For managing routers that had to oob port we used a sub interface basically same as using a vlan interface and applied the oob acls to that as well

interface GigabitEthernet0/0/0.333
 description NETMGMT in xxxxxx
 encapsulation dot1Q 333
 ip address x.x.x.x x.x.x.x
 ip access-group 158 in
 ip access-group 159 out

some examples L3 that supports VRF  , when using vrf make sure everything else knows to use it as well

ip vrf Mgmt-vrf
ip route vrf Mgmt-vrf 0.0.0.0 0.0.0.0 x.x.x.x
ip ssh source-interface f0
logging host x.x.x.x vrf Mgmt-vrf
ip flow-export source f0
ntp source f0
ntp server vrf Mgmt-vrf x.x.x.x
ntp server vrf Mgmt-vrf x.x.x.x
ntp server vrf Mgmt-vrf x,x,x,x
ip flow-export destination x.x.x.x 9995 vrf Mgmt-vrf
ip flow-export destination x.x.x.x 2055 vrf Mgmt-vrf

aaa group server tacacs+ xtacacs
 server-private x.x.x.x key xxxxxxxxxxxxxxxx
 server-private x.x.x.x key xxxxxxxxxxxxxxxx
 ip vrf forwarding Mgmt-vrf
 ip tacacs source-interface f0

line vty 0 4
 access-class 166 in vrf-also

vrf context Mgmt-vrf
  ip route 0.0.0.0/0 x.x.x.x (firewall)

interface mgmt0
  description <OOB.TRUSTED.USER>
  vrf member Mgmt-vrf

ip address x.x.x.x

********************************************************************

Layer 2 with no MGMT port and just vlan no vrf

ip ssh source-interface vlan333
ip tacacs source-interface vlan333
logging source-interface vlan333
ntp source vlan333
ip default-gateway x,x.x.x we senr everything to FW by default

************************************************************************************************

Part of the HLD attached , LLD had too much ip information etc in it to post

Really Thanks Mark, 

This all is prefect, what medium you are suggesting for accessing DC devices Remotely ai.e Through Modem (PSTN) ...or through some other way  ? 

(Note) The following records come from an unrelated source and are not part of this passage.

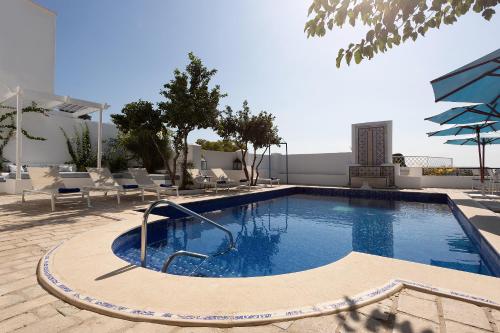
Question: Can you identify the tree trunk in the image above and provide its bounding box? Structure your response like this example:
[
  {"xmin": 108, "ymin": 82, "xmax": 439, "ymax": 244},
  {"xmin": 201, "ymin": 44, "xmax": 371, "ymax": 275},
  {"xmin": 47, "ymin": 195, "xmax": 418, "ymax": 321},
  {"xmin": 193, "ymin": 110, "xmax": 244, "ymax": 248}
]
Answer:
[
  {"xmin": 250, "ymin": 148, "xmax": 257, "ymax": 186},
  {"xmin": 181, "ymin": 135, "xmax": 189, "ymax": 189},
  {"xmin": 241, "ymin": 149, "xmax": 250, "ymax": 181},
  {"xmin": 170, "ymin": 151, "xmax": 179, "ymax": 185},
  {"xmin": 255, "ymin": 147, "xmax": 271, "ymax": 184},
  {"xmin": 151, "ymin": 137, "xmax": 173, "ymax": 178}
]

so as we used like yourself  a combination of actual MGMT ports & vlans/vrfs we also put in place ethernet serial console devices(opengear and blackbox are the best ones 8poort right up t48)  as last resort access especially for DC devices and ran a cable back from each console port to the serial console device

this gives us at least another method of access if the switch had no mgmt. port and went into a spin effecting MGMT vlan and it still effected MGMT traffic too , least that way we had console too

remote sites we stuck a gsm sim card into these opengear devices they support that too for remote dial over 4g in but locally there very easy to setup and access , we felt that was a must for devices in DC and devices that are not true oob from MGMT port , but its a personal choice on how critical things really are on your network

One thing to note...you'll more than likely have to secure the OOB device as well. We used Avocent which is a good product. However we, the network team, we're responsible for securing the Avocent OS (linux) to our security requirements. I know Linux, but no one else on the team did so it quickly became my project. I now usually suggest using a Cisco router with either an async card or 4g card or whatever the secondary and tertiary transport will be. I find it easier to secure another router than a linux box. You can even setup menu's for the helpdesk or junior guys.